São Tomás de Aquino, "Suma Teológica" (II-II, q. 32, a. 5, sobre a esmola; e III, q. 66, a. 8, sobre o estado após a morte) - A narrativa apresenta a necessidade da esmola como ato de justiça e caridade, pois o rico, ao ignorar Lázaro, falhou em partilhar seus bens supérfluos, incorrendo em pecado de omissão. A posse de riquezas não é ilícita, mas o apego a elas e a indiferença aos necessitados conduzem à danação. O tormento do rico no inferno manifesta a pena devida ao pecado, enquanto a consolação de Lázaro no seio de Abraão reflete a recompensa da paciência nas tribulações, ordenada por Deus para a purificação da alma.
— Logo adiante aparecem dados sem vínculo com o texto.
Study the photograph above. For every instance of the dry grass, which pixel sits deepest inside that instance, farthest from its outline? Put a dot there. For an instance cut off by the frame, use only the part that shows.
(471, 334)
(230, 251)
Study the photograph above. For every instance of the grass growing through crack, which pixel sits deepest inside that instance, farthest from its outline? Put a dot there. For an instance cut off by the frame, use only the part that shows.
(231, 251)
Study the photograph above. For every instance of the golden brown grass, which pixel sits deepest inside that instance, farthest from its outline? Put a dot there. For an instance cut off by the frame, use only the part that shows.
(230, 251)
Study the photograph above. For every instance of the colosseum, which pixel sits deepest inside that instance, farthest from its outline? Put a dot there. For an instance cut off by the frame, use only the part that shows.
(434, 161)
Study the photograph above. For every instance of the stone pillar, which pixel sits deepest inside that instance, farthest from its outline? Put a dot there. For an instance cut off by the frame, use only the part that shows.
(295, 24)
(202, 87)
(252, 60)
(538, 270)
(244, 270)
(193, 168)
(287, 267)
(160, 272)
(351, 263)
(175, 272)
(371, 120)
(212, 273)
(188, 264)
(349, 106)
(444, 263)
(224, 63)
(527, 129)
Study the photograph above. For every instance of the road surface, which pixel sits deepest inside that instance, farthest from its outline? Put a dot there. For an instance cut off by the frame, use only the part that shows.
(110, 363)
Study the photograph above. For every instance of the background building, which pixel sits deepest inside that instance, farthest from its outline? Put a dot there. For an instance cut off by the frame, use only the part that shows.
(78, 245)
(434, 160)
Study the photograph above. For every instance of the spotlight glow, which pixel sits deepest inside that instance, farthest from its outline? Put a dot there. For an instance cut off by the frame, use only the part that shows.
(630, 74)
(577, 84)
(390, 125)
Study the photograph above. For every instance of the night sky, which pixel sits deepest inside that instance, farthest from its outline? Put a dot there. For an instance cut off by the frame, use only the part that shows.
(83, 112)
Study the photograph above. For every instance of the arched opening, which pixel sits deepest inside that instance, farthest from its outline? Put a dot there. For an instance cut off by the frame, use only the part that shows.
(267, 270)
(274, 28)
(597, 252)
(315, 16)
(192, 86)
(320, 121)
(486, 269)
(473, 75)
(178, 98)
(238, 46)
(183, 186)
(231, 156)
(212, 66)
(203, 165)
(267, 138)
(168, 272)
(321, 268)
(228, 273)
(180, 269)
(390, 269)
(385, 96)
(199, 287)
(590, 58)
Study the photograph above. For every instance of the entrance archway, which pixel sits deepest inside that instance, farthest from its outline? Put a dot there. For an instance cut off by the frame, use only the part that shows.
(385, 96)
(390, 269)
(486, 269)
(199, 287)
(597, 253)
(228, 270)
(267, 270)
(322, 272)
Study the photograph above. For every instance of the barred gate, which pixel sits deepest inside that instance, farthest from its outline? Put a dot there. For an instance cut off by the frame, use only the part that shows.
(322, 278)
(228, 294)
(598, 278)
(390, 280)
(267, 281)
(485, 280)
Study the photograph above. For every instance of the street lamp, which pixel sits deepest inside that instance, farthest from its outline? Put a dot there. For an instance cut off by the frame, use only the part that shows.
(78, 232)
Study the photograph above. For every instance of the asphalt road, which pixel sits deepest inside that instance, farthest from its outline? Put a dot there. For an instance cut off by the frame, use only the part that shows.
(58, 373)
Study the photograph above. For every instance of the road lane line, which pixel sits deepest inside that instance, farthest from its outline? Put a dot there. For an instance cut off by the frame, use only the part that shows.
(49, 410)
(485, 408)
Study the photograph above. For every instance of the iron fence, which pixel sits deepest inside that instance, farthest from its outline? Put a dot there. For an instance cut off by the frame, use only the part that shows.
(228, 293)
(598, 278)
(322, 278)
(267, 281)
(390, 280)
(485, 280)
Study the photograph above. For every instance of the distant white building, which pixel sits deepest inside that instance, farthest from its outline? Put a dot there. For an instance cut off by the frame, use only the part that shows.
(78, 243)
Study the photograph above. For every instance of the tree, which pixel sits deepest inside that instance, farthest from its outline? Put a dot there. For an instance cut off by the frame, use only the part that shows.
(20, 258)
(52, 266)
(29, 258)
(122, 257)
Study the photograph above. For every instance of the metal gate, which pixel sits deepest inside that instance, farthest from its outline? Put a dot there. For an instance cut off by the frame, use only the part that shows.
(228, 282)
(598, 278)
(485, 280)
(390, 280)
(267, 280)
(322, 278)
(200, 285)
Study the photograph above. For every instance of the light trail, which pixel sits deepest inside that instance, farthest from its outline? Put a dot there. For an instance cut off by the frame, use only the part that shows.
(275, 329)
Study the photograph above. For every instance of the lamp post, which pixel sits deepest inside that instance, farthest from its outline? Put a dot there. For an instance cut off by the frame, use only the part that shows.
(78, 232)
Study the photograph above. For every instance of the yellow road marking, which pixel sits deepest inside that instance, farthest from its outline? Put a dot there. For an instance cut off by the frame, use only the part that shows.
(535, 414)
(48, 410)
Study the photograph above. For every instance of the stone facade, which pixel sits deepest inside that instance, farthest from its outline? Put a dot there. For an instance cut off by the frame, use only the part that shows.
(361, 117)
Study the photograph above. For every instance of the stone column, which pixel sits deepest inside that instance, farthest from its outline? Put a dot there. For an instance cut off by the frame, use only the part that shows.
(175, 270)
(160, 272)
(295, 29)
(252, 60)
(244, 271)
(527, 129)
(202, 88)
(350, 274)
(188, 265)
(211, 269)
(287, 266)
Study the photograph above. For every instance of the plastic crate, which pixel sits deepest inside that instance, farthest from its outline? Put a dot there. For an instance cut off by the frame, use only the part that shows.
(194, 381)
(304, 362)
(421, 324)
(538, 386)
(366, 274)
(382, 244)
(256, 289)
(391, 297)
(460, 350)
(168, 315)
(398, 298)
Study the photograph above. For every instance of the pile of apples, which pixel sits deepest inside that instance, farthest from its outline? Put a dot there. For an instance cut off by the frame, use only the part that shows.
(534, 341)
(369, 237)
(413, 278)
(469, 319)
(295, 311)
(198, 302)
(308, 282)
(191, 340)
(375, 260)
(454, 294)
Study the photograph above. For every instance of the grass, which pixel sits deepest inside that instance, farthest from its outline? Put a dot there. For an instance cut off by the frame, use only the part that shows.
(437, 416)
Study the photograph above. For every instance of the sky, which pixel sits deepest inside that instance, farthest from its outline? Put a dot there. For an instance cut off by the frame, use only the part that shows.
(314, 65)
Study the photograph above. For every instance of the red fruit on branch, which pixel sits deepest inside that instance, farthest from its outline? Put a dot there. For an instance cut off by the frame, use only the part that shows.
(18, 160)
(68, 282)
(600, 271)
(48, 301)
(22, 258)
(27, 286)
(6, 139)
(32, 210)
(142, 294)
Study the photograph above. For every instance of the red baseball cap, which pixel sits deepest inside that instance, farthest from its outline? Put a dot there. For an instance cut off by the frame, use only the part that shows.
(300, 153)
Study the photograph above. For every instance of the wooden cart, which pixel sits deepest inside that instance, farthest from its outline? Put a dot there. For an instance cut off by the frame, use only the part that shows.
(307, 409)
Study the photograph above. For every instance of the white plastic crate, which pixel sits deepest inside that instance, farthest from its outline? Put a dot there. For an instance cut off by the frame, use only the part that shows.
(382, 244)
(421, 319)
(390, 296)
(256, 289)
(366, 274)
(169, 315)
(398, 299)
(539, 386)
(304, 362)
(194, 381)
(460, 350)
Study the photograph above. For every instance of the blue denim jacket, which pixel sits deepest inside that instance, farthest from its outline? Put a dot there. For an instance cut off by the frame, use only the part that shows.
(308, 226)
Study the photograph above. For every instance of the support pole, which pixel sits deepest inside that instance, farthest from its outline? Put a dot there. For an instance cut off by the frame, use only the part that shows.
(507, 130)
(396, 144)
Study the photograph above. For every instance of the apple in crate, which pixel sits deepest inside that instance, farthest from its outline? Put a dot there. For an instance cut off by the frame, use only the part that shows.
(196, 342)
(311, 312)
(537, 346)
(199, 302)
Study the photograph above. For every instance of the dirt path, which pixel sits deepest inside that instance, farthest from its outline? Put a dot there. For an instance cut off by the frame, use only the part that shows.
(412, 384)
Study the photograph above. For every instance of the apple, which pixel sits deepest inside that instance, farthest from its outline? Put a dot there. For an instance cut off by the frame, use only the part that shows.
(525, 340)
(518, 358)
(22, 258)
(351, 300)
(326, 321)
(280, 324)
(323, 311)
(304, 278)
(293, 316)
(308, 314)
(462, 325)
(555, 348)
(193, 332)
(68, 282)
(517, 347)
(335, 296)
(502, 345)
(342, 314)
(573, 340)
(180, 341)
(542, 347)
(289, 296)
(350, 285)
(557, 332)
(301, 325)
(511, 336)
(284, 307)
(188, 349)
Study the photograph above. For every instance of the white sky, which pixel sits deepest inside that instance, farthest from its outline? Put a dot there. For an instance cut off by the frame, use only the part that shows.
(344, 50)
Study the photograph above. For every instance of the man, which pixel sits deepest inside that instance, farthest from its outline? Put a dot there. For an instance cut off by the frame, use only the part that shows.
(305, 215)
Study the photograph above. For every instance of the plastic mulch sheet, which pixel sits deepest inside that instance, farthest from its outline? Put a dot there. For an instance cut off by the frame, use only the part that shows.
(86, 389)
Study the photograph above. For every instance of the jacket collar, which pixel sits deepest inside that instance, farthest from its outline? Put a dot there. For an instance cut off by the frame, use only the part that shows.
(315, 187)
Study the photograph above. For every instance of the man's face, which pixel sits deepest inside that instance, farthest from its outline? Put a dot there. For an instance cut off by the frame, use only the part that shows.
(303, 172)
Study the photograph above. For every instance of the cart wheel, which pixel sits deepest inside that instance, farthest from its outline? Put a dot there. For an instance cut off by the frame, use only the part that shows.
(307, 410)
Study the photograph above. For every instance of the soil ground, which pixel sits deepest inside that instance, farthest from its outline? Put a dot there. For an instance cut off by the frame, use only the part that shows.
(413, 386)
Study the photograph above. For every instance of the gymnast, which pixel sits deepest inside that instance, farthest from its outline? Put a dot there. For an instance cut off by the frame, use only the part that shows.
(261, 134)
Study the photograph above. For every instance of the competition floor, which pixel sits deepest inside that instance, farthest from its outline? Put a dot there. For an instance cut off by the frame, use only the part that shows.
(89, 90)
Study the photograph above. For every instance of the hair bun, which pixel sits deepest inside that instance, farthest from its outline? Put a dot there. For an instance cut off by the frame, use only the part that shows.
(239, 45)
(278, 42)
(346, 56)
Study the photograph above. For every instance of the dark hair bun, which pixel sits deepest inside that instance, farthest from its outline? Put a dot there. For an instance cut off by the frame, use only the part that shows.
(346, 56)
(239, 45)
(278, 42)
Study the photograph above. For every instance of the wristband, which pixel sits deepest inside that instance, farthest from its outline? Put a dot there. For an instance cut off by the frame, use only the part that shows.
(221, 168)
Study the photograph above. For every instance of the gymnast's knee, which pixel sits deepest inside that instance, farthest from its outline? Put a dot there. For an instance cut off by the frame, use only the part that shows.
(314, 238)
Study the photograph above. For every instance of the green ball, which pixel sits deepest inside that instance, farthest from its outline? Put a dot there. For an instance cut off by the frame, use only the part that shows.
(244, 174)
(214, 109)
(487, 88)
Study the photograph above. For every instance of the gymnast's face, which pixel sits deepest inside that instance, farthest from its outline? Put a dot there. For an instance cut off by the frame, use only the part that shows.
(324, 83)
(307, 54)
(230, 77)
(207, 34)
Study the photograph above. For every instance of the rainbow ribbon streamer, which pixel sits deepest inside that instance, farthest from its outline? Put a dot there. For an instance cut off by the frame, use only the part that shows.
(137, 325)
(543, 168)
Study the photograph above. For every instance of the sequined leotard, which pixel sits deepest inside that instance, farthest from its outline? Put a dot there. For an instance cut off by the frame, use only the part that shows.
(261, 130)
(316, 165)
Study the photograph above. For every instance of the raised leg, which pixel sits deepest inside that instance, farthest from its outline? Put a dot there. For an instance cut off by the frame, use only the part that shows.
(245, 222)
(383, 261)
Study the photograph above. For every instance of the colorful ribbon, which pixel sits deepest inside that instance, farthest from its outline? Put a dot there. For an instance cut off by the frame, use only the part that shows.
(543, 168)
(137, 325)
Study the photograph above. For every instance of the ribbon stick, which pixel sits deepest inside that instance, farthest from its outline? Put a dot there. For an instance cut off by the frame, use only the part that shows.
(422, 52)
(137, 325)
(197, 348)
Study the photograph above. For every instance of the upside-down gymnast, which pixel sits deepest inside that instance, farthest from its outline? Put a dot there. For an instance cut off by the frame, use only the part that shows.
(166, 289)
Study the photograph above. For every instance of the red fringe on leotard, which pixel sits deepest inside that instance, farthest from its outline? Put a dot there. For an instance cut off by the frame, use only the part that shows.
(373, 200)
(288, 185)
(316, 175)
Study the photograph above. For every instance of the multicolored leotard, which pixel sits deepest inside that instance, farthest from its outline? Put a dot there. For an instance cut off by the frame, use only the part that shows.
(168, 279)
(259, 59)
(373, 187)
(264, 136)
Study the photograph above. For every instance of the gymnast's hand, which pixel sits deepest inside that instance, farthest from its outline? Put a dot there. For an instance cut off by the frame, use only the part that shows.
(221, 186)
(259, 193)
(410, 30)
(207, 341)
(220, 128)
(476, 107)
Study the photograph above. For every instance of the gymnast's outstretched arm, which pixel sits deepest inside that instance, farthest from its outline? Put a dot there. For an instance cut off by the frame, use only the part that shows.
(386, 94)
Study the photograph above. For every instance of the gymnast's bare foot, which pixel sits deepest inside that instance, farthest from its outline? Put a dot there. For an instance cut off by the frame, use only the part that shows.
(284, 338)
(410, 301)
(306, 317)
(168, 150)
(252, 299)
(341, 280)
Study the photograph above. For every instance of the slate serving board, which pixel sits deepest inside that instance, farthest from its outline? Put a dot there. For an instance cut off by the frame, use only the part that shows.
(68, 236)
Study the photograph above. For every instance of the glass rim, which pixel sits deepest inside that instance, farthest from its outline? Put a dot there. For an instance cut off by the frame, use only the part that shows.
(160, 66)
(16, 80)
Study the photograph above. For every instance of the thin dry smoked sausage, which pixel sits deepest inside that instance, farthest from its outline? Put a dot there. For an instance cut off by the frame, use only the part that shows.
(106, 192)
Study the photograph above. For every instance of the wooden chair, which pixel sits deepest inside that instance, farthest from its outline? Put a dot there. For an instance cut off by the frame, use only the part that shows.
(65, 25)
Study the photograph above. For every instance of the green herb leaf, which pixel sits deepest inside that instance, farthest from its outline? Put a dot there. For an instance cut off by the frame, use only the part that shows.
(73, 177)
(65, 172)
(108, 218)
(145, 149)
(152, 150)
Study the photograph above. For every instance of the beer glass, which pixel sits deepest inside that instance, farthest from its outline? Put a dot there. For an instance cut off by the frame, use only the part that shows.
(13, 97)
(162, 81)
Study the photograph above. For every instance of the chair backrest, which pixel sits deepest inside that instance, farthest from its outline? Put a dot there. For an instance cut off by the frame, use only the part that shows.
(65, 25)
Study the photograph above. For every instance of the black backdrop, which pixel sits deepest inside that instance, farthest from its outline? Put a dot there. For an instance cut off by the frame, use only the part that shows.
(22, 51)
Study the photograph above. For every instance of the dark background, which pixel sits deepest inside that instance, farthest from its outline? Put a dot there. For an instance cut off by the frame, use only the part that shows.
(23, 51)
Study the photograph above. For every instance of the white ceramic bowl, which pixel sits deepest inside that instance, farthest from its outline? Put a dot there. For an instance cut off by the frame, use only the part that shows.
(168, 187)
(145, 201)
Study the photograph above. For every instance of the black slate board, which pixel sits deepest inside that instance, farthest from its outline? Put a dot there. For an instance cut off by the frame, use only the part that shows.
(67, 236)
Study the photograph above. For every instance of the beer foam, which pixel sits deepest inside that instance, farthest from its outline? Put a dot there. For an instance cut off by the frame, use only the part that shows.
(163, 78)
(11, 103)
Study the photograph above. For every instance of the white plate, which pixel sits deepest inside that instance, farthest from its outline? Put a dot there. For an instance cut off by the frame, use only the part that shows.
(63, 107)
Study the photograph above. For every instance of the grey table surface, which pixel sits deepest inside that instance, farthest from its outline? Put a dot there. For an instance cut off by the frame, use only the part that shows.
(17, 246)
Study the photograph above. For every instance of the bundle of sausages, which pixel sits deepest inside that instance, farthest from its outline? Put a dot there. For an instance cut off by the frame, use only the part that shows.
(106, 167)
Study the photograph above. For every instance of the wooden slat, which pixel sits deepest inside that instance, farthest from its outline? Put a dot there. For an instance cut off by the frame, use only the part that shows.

O abismo fixado entre os dois estados demonstra a imutabilidade do juízo divino após a morte, pois a alma, separada do corpo, recebe imediatamente sua retribuição, sem possibilidade de mérito ou demérito adicionais. A súplica do rico pelos irmãos revela a inutilidade de sinais extraordinários quando falta a disposição interior para acolher a lei divina, que já é clara na Escritura. Assim, a parábola ensina que a caridade ativa e a fé na revelação são os caminhos para evitar o castigo eterno.
Hugo de São Vítor, "De Sacramentis Christianae Fidei" (Livro II, Parte XIV, sobre a escatologia) - A história ilustra o contraste entre a vida temporal e a eternidade, onde os bens terrenos, simbolizados pelas vestes de púrpura do rico, são vãos diante da glória celestial concedida ao pobre. O seio de Abraão representa o repouso das almas justas, um estado de beatitude que prefigura a visão de Deus, enquanto o inferno do rico é o lugar de separação definitiva da divina presença. O abismo estabelecido não é apenas físico, mas moral, resultado das escolhas livres que fixam o destino da alma, mostrando que a misericórdia divina opera na terra, mas a justiça prevalece após a morte. A recusa de enviar Lázaro aos vivos enfatiza que a Escritura, como luz divina, basta para orientar à salvação; a dureza de coração, e não a falta de sinais, é a causa da perdição. A parábola chama à contemplação das realidades invisíveis, à prática das virtudes e ao desapego dos prazeres mundanos, preparando a alma para o juízo final.